Desilusão com a produtividade no Legislativo, o altíssimo custo das campanhas eleitorais, os financiamentos obscuros e o risco crescente de escândalos na classe política. Esses são os motivos alegados para que prestigiados senadores e deputados desistam de concorrer à reeleição este ano.

Com história política notável e alguns com votos mais do que suficientes para tentar novos mandatos, eles seguem a trilha aberta pelo ex-governador e atual presidenciável Ciro Gomes (PSB-CE) e dizem que não têm mais entusiasmo para continuar na vida parlamentar.

Na lista há nomes como os do líder do PPS na Câmara, Fernando Coruja (SC), do deputado mais votado do PSDB em 2006, Emanuel Fernandes (SP) e do secretário-geral do PT, José Eduardo Cardozo (SP).

Renovação no Congresso é normal, porque há uma dança de cadeiras entre os vários Executivos e Legislativos. Desta vez, porém, a questão não é de quantidade, mas de qualidade.

Levantamento feito pela Folha junto às lideranças partidárias aponta que cerca de 88% dos 513 deputados devem tentar a reeleição, com a expectativa de renovação de 50%, mas a bancada do “cansei” abrange quase todos os partidos, espectros ideológicos e regiões.

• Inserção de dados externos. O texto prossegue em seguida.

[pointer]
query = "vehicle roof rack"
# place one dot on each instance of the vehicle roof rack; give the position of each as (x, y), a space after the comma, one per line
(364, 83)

Uns ainda se animam com a possibilidade de ocupar funções em campanhas à Presidência ou a governos estaduais e cavar cargos executivos, onde se consideram “mais úteis”. Outros pensam em simplesmente abandonar a política.

Com os “figurões” desistindo, o temor de cientistas políticos e dos congressistas é que o espaço seja preenchido por pessoas com cada vez menos experiência e menor vocação para a política real. Deputados e senadores que já foram prefeitos e governadores podem ser substituídos por quem nunca se elegeu nem a vereador.

“A desilusão sempre existiu, mas hoje o movimento está maior e as críticas mais virulentas. E isso pode resultar em uma diminuição da qualidade política”, avalia Marcos Verlaine, analista político e assessor parlamentar do Diap.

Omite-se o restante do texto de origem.